Reprendre une entreprise peut être plus sûr que créer de zéro. Le concept est validé, la clientèle existe déjà et l’outil de production tourne. Pourtant, le financement reste l’étape la plus sensible. Réussir une reprise consiste rarement à trouver une unique source d’argent. Il s’agit plutôt d’un montage équilibré, combinant fonds propres, dettes, aides et dispositifs spécifiques.
Comprendre d’abord ce qu’il faut financer
Un plan de financement de reprise ne couvre pas seulement le prix payé au vendeur. Il doit intégrer :
• le prix d’acquisition des titres ou du fonds de commerce
• les frais liés à l’opération: avocats, expert-comptable, audits, droits d’enregistrement
• le besoin en fonds de roulement pour sécuriser la trésorerie au démarrage
• les investissements à réaliser après la reprise: modernisation, travaux, outils numériques
Sous-estimer la trésorerie et le BFR est l’une des principales causes d’échec. Mieux vaut prévoir large que manquer de souffle au moment critique.
Les principales solutions pour financer une reprise
1. L’apport personnel et les capitaux propres
Les banques demandent souvent un apport compris autour de 20 à 30 pour cent du projet. Il peut provenir de l’épargne personnelle, d’associés entrants ou d’investisseurs. Dans les reprises structurées via une holding, l’apport sert à déclencher un emprunt qui sera remboursé grâce aux dividendes de la société reprise.
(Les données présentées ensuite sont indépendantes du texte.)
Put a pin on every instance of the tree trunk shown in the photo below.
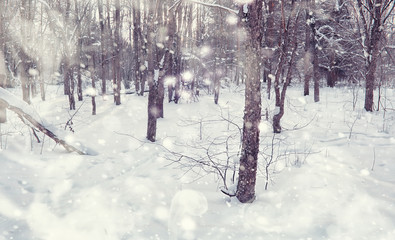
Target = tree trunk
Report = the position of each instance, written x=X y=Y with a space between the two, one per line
x=136 y=45
x=373 y=53
x=252 y=112
x=316 y=73
x=102 y=47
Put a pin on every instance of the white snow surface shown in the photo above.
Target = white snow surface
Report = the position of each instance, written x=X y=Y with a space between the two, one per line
x=332 y=176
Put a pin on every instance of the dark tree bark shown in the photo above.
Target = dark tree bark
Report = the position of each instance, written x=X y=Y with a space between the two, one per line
x=78 y=20
x=290 y=43
x=316 y=73
x=252 y=112
x=270 y=41
x=152 y=81
x=136 y=44
x=102 y=47
x=308 y=51
x=373 y=15
x=117 y=54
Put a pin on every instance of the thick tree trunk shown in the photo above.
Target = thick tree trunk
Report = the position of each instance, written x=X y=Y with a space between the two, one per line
x=373 y=53
x=117 y=54
x=316 y=73
x=252 y=112
x=102 y=47
x=136 y=45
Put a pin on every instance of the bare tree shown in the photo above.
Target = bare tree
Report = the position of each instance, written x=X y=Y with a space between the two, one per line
x=252 y=18
x=372 y=17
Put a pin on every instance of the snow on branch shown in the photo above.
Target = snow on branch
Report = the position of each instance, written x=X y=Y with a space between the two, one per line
x=214 y=6
x=25 y=112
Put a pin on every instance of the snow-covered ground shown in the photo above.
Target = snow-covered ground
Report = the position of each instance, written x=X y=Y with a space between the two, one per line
x=331 y=175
Des investisseurs privés, fonds régionaux ou family offices peuvent intervenir lorsque l’entreprise est plus importante.
2. Les prêts d’honneur
Les prêts d’honneur jouent un rôle clé car ils renforcent les quasi-fonds propres, sans garantie personnelle et souvent à taux zéro. Les réseaux Initiative France et Réseau Entreprendre sont parmi les plus connus. En plus du financement, ils apportent un accompagnement et un effet de levier auprès des banques.
3. Les prêts bancaires classiques
Ils constituent généralement la plus grosse part du financement. Leur octroi repose sur la capacité de remboursement de l’entreprise, la stabilité des résultats et la crédibilité du repreneur. Les établissements apprécient particulièrement les dossiers accompagnés par un expert-comptable et adossés à des garanties publiques.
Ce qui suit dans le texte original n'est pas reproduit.